Eltern erzählen mir oft, die eigenen Kinder seien über Missbrauch gottseidank aufgeklärt. Dann stelle ich aber fest: Sie wissen überhaupt nicht, wie die Leute denken und vorgehen, die hinter ihren Kindern her sind. Woher auch? Jedenfalls nicht aus der Presse. Diese Lücke füllt Manfred Karremann. Auch wenn sein Buch fast nur von den Tätern handelt, die in der Szene verkehren, den sogenannten 'Pädos': Andere Täter machen das im Prinzip genauso.

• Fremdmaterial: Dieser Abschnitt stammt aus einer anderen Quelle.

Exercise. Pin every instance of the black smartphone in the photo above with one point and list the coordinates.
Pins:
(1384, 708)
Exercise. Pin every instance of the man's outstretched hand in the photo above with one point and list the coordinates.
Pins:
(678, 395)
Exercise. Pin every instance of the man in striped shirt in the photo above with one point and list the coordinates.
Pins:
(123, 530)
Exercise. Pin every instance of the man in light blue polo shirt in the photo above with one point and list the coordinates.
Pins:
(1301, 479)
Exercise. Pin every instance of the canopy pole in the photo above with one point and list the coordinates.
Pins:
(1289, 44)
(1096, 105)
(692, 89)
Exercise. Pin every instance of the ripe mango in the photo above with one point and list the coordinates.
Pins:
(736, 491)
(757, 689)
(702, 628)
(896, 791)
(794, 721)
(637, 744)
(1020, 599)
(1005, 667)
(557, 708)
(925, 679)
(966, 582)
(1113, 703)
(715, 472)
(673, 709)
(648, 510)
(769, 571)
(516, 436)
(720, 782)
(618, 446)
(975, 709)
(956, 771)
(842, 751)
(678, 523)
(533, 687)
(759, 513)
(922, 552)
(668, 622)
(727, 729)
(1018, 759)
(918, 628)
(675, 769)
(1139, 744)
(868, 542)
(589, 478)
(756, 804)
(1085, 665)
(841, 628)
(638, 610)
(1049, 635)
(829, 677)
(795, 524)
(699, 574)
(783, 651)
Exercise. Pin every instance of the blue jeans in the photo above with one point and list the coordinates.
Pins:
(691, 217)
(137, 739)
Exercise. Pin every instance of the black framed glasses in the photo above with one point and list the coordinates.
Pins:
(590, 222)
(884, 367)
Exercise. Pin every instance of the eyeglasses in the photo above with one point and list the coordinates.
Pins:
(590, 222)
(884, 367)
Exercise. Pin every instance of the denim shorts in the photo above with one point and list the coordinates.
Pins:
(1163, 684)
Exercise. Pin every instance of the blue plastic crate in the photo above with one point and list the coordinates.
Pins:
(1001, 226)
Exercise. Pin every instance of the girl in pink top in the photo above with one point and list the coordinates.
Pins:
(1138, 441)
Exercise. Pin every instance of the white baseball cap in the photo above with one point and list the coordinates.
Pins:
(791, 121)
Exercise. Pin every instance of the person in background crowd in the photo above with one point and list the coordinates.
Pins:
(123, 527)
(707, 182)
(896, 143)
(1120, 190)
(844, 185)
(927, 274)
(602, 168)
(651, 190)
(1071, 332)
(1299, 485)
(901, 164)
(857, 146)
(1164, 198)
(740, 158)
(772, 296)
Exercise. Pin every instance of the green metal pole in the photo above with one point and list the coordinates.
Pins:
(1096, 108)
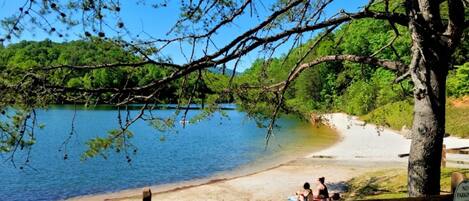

Zu erfahren, wie diese Leute denken und die vielen, vielen Beispiele, wie sie praktisch und konkret vorgehen, zu lesen, wird die meisten Leser schockieren. Ich halte das aber für notwendige Allgemeinbildung. Als Undercover-Journalist hat Karremann wirklich eindringliche Beispiele zu erzählen. (Vieles davon kannte ich schon von seinen Reportagen im Stern und im Fernsehen). Zum Beispiel ist da das klare Geständnis eines Täters und die Reaktion der Mutter auf den Hinweis, dass dieser Mann ihr Kind missbrauchte: Sie glaubte es nicht, weil sie dachte, den Täter doch so gut zu kennen'. Die wörtlichen Zitate von Täter und Mutter gegenübergestellt sind eine glatte Ohrfeige, für alle, die glauben, sie würden etwas merken, 'wenn es so wäre'.
Karremann verbindet seine realen Fallbeobachtungen mit vielen praktischen Hinweisen für Eltern. Zur Frage 'Wie man seine Kinder erziehen soll, um sie zu schützen', fasst er zusammen, was in den gängigen Broschüren von Polizei und Beratungsstellen zu lesen ist, geht aber (leider) nicht darüber hinaus.
Was mich an dem Buch aber stört und verwirrt: Es wird immer wieder betont, dass Pädophilie eine 'Neigung' sei, deren Ursprung unbekannt sei. Da zitiert Karremann auch zwei Fachleute, die man schon aus dem Fernsehen kennt. Wissenschaftliche Studien, wie sie z.B. in dem Buch 'Rotkäppchens Schweigen' zitiert werden, belegen aber doch zweifelsfrei, dass die meisten Täter nachweislich als Kinder selbst missbraucht wurden. Ich selbst kenne auch Opfer, die zum Täter wurden. Am Rande bringt Karremann auch ein paar solche Beispiele, aber im entsprechenden Kapitel weiß es dann plötzlich niemand mehr.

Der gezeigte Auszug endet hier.